I pulled up to CVS for my 9:30 am appointment at about 9:20 am. There was another person getting a test in the line ahead of me, and I waited until my appointment time. My location does testing through a drive-thru, so the details below will reflect my experience with that. The test is straightforward, painless, quick, and easy. Here’s how the test goes:
- You’ll be asked to hold your ID up for the pharmacy tech to validate
- The tech will confirm your insurance information and prepare your test kit
- The tech will give you simple, specific instructions about what to do
- You’ll receive the test kit through the typical drive-thru drawer/tray at CVS
- The bag/kit will contain a swab, a vile with solution, post-visit papers, a COVID-19 factsheet, a paper demonstrating proper swabbing techniques, a bag to put your swab and vile in, and a bag with 1-2 disinfectant wipes
- You’ll open the swab(ber?) and insert it 1 inch into your nose. Keep it there, spinning it around a little, for 15 seconds. Switch to the other side and repeat
- You’ll probably sneeze, and that’s okay. Take the swab out, sneeze, and then resume counting to 15 wherever you left off (I sneezed 4 times)

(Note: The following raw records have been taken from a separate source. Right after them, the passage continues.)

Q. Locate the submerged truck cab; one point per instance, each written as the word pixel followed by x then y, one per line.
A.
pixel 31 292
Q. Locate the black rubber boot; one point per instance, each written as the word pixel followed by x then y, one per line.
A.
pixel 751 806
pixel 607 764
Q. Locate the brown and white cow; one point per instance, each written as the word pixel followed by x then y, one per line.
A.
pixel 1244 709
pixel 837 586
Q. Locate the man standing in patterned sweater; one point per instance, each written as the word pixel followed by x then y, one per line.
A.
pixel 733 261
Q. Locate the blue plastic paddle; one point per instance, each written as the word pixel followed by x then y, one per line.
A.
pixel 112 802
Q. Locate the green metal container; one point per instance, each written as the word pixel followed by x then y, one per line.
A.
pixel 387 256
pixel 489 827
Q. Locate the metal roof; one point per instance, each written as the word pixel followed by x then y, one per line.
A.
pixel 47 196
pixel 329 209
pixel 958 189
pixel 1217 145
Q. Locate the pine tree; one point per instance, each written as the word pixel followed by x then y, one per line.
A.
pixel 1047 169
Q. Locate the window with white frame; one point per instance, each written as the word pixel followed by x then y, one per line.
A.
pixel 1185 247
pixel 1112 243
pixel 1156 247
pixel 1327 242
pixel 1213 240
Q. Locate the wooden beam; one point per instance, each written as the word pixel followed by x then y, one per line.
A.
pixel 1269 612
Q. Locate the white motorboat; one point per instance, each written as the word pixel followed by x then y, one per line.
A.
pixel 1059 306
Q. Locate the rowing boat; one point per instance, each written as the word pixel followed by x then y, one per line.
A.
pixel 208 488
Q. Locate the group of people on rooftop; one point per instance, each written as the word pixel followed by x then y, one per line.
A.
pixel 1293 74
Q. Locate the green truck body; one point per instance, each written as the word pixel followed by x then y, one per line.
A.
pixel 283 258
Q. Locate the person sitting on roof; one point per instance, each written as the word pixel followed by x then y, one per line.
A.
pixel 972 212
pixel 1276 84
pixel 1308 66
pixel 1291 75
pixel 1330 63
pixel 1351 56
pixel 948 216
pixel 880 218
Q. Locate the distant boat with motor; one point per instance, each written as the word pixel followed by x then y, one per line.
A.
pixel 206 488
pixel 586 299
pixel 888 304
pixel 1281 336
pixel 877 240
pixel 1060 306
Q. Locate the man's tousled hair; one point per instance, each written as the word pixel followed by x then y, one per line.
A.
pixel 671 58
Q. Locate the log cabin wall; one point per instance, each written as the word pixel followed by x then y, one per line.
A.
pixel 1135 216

- After you complete the swab, place the swab(ber?) into the vile and close it
- Put the vile with the swab(ber?) into the bag with your patient information, roll it up, and drop it off in the designated box
- Use the alcohol wipes to clean the top of the lid for the next person
- The end! You just got COVID tested!
Is it really that easy? What about results?
Yes! It was free, painless (though uncomfortable and made my eyes water a lot), and took less than 10 minutes. In my case, with the drive-thru option, everything was contactless and the CVS pharmacy technician was patient and helpful.
CVS will return my results in 2-4 days through an online patient portal (MyChart) which I received an invitation to about 5 hours after my test was complete.
Some closing notes:
Getting tested is important. This is one accessible way you can get a test, but you can find out about other ways through a website like this one.
You may not experience symptoms of COVID even if you have an active infection. You may experience symptoms between 2-14 days after exposure. Do not wait to seek treatment or a COVID test if you have difficulty breathing, feel faint, have blue/purple lips, have constant chest pressure, or have other potentially severe health concerns. See below for more detail (source: CVS COVID-19 fact sheet).
Best of luck! Remember to continue social distancing, wash your hands, avoid touching your face, and wear a mask to protect yourself and others.